Lines 212-215: “Additionally, DAPI staining of C6 cells demonstrated changes in cell morphology. FAA2 treatment (30 μg/mL) induced structural signs of apoptosis, such as nuclear fragmentation and the formation of apoptotic bodies (Figure 7J), whereas 70 μg/mL FAA1 did not induce visible morphological changes.” - This sentence was removed.

Lines 221-222: the caption for panel 7J was removed – “(J) Nuclear changes typical of the apoptotic process in C6 cells after treatment with 30 µg/mL FAA2 for 12 h.”

The figure 7 was replaced, without panel J.

 

(2) Comment: Figure 10, L 365-373. I would suggest adding some more insight into the pathway (i.e. mTOR status) and the apoptosis process (i.e. BAD, caspases WB), It will be interesting to see ceramide accumulation.

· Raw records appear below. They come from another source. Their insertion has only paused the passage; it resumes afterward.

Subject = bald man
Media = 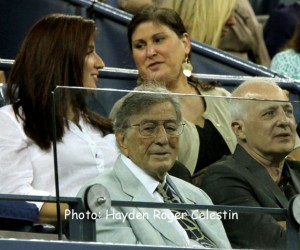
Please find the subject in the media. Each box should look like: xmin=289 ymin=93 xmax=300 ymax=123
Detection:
xmin=201 ymin=78 xmax=300 ymax=249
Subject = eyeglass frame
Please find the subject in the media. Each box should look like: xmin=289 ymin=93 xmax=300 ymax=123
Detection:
xmin=127 ymin=120 xmax=185 ymax=137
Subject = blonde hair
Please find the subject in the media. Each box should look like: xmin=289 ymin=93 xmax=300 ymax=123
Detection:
xmin=163 ymin=0 xmax=236 ymax=48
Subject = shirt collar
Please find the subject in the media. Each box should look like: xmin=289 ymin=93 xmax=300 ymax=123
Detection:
xmin=121 ymin=154 xmax=166 ymax=196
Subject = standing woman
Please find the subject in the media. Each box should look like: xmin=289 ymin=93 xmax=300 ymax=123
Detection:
xmin=162 ymin=0 xmax=237 ymax=48
xmin=111 ymin=6 xmax=236 ymax=182
xmin=0 ymin=14 xmax=118 ymax=221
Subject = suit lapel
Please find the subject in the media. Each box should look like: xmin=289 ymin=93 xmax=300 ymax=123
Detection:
xmin=115 ymin=158 xmax=186 ymax=246
xmin=286 ymin=160 xmax=300 ymax=194
xmin=233 ymin=145 xmax=288 ymax=208
xmin=167 ymin=176 xmax=226 ymax=247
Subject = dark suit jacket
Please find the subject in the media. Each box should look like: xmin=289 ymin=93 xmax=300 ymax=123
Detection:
xmin=201 ymin=145 xmax=300 ymax=249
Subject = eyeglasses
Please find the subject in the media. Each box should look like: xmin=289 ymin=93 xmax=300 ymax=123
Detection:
xmin=128 ymin=120 xmax=185 ymax=137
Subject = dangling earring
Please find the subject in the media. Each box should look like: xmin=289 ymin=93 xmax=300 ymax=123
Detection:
xmin=182 ymin=57 xmax=193 ymax=77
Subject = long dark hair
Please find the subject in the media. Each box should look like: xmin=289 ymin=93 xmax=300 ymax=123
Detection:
xmin=127 ymin=5 xmax=218 ymax=91
xmin=8 ymin=14 xmax=112 ymax=150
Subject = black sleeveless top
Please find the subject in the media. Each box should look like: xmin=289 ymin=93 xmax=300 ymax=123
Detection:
xmin=195 ymin=120 xmax=231 ymax=173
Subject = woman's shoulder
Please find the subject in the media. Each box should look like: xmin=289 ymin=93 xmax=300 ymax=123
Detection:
xmin=0 ymin=104 xmax=15 ymax=119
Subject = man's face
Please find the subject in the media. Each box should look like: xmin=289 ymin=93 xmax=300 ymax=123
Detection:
xmin=116 ymin=102 xmax=179 ymax=180
xmin=234 ymin=88 xmax=296 ymax=159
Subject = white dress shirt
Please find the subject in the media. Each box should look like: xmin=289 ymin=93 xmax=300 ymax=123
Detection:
xmin=121 ymin=155 xmax=191 ymax=246
xmin=0 ymin=105 xmax=119 ymax=208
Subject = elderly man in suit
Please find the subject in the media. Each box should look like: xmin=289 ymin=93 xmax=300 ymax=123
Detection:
xmin=79 ymin=85 xmax=231 ymax=248
xmin=201 ymin=78 xmax=300 ymax=249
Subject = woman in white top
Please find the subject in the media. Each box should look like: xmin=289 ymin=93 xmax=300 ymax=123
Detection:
xmin=0 ymin=14 xmax=119 ymax=222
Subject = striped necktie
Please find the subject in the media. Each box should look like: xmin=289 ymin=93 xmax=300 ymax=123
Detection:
xmin=156 ymin=182 xmax=217 ymax=248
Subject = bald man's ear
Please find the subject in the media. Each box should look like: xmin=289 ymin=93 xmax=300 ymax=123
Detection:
xmin=115 ymin=132 xmax=128 ymax=156
xmin=231 ymin=120 xmax=246 ymax=140
xmin=182 ymin=33 xmax=191 ymax=56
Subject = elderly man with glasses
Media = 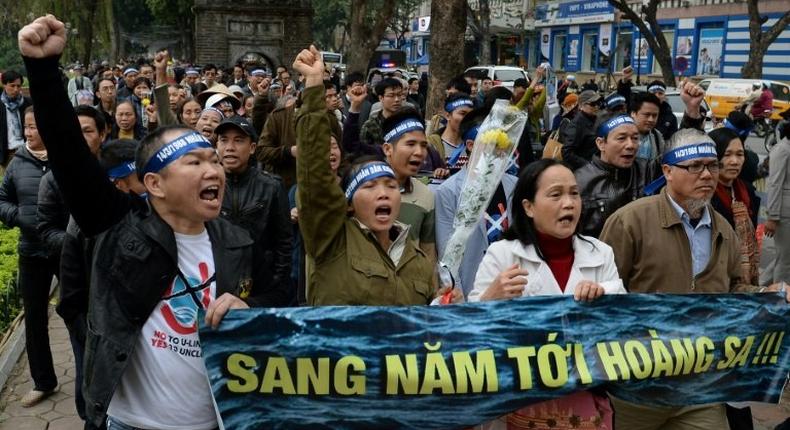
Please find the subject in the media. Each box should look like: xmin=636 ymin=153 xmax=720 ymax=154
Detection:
xmin=600 ymin=83 xmax=779 ymax=430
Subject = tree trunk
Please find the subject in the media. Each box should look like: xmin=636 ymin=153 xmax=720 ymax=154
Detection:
xmin=741 ymin=0 xmax=790 ymax=79
xmin=77 ymin=0 xmax=99 ymax=68
xmin=425 ymin=0 xmax=466 ymax=118
xmin=102 ymin=0 xmax=121 ymax=67
xmin=478 ymin=0 xmax=495 ymax=64
xmin=346 ymin=0 xmax=397 ymax=75
xmin=741 ymin=46 xmax=767 ymax=79
xmin=608 ymin=0 xmax=676 ymax=86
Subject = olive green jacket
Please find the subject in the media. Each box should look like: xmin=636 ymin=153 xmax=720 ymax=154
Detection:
xmin=600 ymin=188 xmax=757 ymax=294
xmin=296 ymin=86 xmax=434 ymax=306
xmin=255 ymin=103 xmax=343 ymax=190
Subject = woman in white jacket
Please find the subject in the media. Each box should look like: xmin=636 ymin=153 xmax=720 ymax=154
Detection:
xmin=469 ymin=159 xmax=626 ymax=429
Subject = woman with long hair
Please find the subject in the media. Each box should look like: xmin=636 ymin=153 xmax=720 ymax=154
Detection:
xmin=0 ymin=106 xmax=60 ymax=407
xmin=469 ymin=159 xmax=626 ymax=429
xmin=708 ymin=127 xmax=760 ymax=285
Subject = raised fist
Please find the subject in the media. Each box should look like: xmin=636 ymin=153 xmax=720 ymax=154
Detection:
xmin=17 ymin=15 xmax=66 ymax=58
xmin=293 ymin=45 xmax=324 ymax=86
xmin=154 ymin=49 xmax=170 ymax=69
xmin=680 ymin=80 xmax=705 ymax=118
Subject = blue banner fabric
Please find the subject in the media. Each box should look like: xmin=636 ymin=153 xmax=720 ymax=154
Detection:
xmin=200 ymin=294 xmax=790 ymax=429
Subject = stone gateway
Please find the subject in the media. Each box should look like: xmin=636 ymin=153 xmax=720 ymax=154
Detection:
xmin=194 ymin=0 xmax=313 ymax=70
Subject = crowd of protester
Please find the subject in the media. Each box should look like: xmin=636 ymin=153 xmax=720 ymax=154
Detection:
xmin=0 ymin=16 xmax=790 ymax=430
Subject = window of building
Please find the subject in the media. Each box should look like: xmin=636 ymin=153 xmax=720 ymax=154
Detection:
xmin=614 ymin=31 xmax=634 ymax=71
xmin=551 ymin=33 xmax=568 ymax=70
xmin=653 ymin=29 xmax=675 ymax=74
xmin=581 ymin=32 xmax=598 ymax=71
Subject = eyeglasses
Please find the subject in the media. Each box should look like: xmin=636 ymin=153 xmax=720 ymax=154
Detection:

Author Reply: We are grateful for the reviewer comments on this interesting question. The AKT pathway is important in the genesis of several types of cancer, being overexpressed and playing critical roles in the survival, proliferation, invasion, and migration of cancer cells. Phosphatidylinositol 3-kinase/AKT pathway regulates the traffic of ceramide in gliomas, a link between lipid signaling pathways involved in the control of cells survival, suggesting that there may be mutually inhibitory crosstalk between these two pathways. This crosstalk represents an important point in the signaling of malignant growth, prevention of apoptosis and promotion of invasion.

Suggest including this in the introduction or discussion section of the paper in addition to the response

Reply: We also introduced a line in discussion as it reads.

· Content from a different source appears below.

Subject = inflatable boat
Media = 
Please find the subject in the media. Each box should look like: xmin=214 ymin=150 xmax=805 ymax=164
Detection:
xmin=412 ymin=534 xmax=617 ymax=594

Lines 345-346 (The Akt signaling pathway has been associated with apoptosis suppression pathways in glioma cells) were replaced by “The AKT pathway is important in the genesis of several types of cancer, being overexpressed and playing critical roles in the survival, proliferation, invasion, and migration of cancer cells. Phosphatidylinositol 3-kinase/AKT pathway regulates the traffic of ceramide in gliomas, a link between lipid signaling pathways involved in the control of cells survival, suggesting that there may be mutually inhibitory crosstalk between these two pathways. This crosstalk represents an important point in the signaling of malignant growth, prevention of apoptosis and promotion of invasion” (Lines 346-353).

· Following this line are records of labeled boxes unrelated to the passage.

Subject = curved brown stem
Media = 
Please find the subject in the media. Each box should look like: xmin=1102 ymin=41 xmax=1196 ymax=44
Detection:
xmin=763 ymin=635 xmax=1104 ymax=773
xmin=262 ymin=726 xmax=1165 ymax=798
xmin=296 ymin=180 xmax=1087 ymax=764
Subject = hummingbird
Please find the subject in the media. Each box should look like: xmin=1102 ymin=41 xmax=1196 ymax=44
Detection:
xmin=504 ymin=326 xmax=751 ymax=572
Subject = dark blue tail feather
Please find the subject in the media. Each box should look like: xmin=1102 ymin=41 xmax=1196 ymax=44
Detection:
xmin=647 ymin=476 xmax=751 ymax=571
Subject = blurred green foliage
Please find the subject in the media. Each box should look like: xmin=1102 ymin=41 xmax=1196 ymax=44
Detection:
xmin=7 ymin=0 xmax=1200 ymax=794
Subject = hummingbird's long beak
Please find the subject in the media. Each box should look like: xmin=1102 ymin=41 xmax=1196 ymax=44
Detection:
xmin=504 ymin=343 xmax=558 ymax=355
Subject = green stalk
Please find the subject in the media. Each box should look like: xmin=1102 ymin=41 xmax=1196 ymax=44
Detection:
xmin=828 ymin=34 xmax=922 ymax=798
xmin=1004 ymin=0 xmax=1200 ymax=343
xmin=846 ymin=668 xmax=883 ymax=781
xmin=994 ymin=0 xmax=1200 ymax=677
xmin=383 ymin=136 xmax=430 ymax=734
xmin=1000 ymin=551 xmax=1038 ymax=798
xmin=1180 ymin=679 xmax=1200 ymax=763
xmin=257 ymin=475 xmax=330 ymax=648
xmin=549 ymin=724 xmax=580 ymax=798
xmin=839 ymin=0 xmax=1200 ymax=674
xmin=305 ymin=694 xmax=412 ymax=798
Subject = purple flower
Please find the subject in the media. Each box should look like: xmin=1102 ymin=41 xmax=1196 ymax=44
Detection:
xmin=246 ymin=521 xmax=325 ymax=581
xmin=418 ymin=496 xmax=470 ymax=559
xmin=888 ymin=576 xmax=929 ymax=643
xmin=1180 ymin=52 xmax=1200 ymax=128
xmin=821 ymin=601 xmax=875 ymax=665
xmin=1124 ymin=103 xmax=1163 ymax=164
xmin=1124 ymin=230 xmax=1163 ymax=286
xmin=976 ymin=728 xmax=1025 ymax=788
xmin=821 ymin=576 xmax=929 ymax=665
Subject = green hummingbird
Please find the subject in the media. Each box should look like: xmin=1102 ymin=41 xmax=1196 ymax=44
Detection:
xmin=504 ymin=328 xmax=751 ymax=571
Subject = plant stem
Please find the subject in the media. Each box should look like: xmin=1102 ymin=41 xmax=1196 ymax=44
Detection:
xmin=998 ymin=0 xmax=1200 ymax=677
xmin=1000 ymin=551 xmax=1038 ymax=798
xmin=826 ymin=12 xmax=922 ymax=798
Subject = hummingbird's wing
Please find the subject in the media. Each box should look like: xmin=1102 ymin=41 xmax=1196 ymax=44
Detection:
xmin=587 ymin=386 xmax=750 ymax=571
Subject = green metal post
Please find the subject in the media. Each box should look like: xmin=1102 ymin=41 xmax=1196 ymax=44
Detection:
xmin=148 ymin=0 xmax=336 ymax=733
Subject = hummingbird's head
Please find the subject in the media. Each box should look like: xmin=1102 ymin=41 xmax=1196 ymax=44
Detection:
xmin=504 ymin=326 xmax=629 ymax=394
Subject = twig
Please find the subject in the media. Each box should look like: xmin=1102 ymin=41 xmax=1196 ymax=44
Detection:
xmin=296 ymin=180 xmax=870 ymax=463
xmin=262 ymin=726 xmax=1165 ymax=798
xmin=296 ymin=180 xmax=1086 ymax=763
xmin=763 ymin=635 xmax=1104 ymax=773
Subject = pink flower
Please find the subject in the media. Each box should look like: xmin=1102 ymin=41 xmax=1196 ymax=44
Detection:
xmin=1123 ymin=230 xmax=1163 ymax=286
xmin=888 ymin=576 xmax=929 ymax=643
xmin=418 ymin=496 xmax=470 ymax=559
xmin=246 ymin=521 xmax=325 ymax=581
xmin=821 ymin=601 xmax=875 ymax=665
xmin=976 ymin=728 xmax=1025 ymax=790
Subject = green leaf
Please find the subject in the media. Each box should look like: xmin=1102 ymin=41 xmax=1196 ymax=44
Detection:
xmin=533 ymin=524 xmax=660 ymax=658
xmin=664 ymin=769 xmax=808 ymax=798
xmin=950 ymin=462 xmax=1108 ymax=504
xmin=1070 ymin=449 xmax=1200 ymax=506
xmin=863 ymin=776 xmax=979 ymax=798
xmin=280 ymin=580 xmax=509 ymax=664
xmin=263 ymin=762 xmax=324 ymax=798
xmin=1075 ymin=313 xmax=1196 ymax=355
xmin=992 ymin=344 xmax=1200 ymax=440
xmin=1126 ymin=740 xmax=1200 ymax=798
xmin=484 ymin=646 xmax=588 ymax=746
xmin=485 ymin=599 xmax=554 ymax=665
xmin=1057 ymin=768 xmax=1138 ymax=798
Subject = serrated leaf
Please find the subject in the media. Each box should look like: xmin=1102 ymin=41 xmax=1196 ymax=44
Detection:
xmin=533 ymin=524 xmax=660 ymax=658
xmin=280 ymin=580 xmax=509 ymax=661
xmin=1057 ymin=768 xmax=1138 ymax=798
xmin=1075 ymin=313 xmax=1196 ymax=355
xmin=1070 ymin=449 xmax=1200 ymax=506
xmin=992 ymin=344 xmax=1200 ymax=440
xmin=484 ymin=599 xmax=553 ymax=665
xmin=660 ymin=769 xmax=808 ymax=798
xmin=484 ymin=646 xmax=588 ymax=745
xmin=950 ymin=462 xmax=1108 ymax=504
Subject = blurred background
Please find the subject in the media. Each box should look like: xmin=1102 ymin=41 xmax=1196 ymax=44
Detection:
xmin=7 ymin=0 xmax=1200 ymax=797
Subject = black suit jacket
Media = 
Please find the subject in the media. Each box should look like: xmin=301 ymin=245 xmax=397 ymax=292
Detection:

(3) Comment: Discussion. Could the authors comment on the limitations of the study? i.e. rat cell line (not human, no patient-derived, no in vivo experiments)

Reply: We agree on the limitations of the study that could be made in more than one lineage, but we only have results in the lineage in C6. This lineage has long been used as a glioma model for drug testing, because of the good correlation between cell lineage and cell fate when drugs are tested. We have initial data suggesting that these amides have similar effects in human lineage as in C6 cells.  Furthermore, we plan to investigate the impact of these amides in vivo animal studies.

The authors should include the limitations in the discussion section of the paper in addition to the response.

Reply: We also introduced the sentence in discussion as it reads.

Lines (388-393): We demonstrate that fatty acid amides suppress proliferation in glioma cells. However, this study has limitations it was only conducted in one lineage of cells, but this lineage has long been used as a glioma model for drug testing, because of the good correlation between cell lineage and cell fate when drugs are tested. We have initial data suggesting that these amides have similar effects in human lineage.  Furthermore, we plan to investigate the impact of these amides in vivo animal studies.